Participants at Macquarie's annual Asia-Pacific Infrastructure and Transportation conference in Hong Kong on Monday discussed various challenges and opportunities in the Asian renewable energy sector, coincidentally on the same day as the worldwide climate conference in Copenhagen began.
"The [renewables] sector is now facing huge challenges globally because policies and administration are failing to keep pace with the growth. And the development of infrastructure is obviously not fast enough to meet the transmission demand," said Bruce Yung, managing director of Hong Kong Energy and one of the panellists at the conference.
"For example, the regulatory regime in China is complex and issues like tax, subsidies and tariffs often complicate the administration," added Brian Caffyn, principal of energy company UPC International.
In order to enter the Chinese renewables market panellists therefore suggested partnering with Chinese firms to take advantage of their familiarity with the local regulations and administrations. For example, Hong Kong Energy is partnering with Chinese companies for three of the projects it is currently working on. "They can help to speed up the projects efficiently," said Yung.
But this advice was immediately followed by panellists saying that companies that want to enjoy the benefits of the huge China pie should be prepared to make some sacrifices in the first couple of years. New entrants will also have to be satisfied with a small market share, especially initially, as it is hard to catch up with the gigantic local players.
"There will be lots of sweat and blood before foreign investments can enjoy the fruits of success. You shouldn't aim to become the leader in the market. Aiming to become the top five in the league table is already a very ambitious target," said Stefan Robertsson, group director of Hong Kong power company CLP Holdings. "But as this pie is so huge, you can be a small player and still do well."

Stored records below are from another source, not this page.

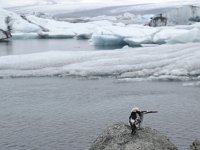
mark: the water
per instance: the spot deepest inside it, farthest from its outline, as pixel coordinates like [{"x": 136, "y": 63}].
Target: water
[
  {"x": 16, "y": 47},
  {"x": 67, "y": 113}
]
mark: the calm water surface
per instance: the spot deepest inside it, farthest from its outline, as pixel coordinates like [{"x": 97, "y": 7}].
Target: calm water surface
[
  {"x": 67, "y": 113},
  {"x": 16, "y": 47}
]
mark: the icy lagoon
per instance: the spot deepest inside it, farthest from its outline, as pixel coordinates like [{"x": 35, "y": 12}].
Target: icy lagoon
[{"x": 67, "y": 113}]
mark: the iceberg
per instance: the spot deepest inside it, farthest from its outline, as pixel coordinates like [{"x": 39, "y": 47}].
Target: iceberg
[
  {"x": 17, "y": 23},
  {"x": 191, "y": 36},
  {"x": 56, "y": 35},
  {"x": 164, "y": 62}
]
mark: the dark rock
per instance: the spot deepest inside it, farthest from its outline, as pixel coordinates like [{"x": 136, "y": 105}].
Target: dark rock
[
  {"x": 195, "y": 145},
  {"x": 118, "y": 137}
]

With respect to the other Asian tiger, India, Robertsson is satisfied with the political leadership, which has designed a straightforward and transparent regulatory system, including standard power purchase agreements (PPA) and tariffs, making it easy for investors. However, India still has its challenges such as complex land ownership structures and the difficulty in raising capital in its market.
Between 2004 and 2008, global investment in the renewables sector has increased four-fold to $120 billion. Wind power capacity soared 250% in this period to 221 gigawatts, taking the total global capacity for renewable energy to 280GW last year. In China, wind capacity doubled to 12GW in 2008, which is already in excess of the 2010 target. The photovoltaic (PV) solar power market has increased 6.5% to 16GW worldwide with India being the current market leader in the sale of PV cells.
According to Thomas Donnelly from Macquarie Capital, the encouraging growth in the renewables sector has been stimulated mainly by the aggressive policies and targets set by 74 countries globally, especially the Asian market. And this trend is expected to continue, he added.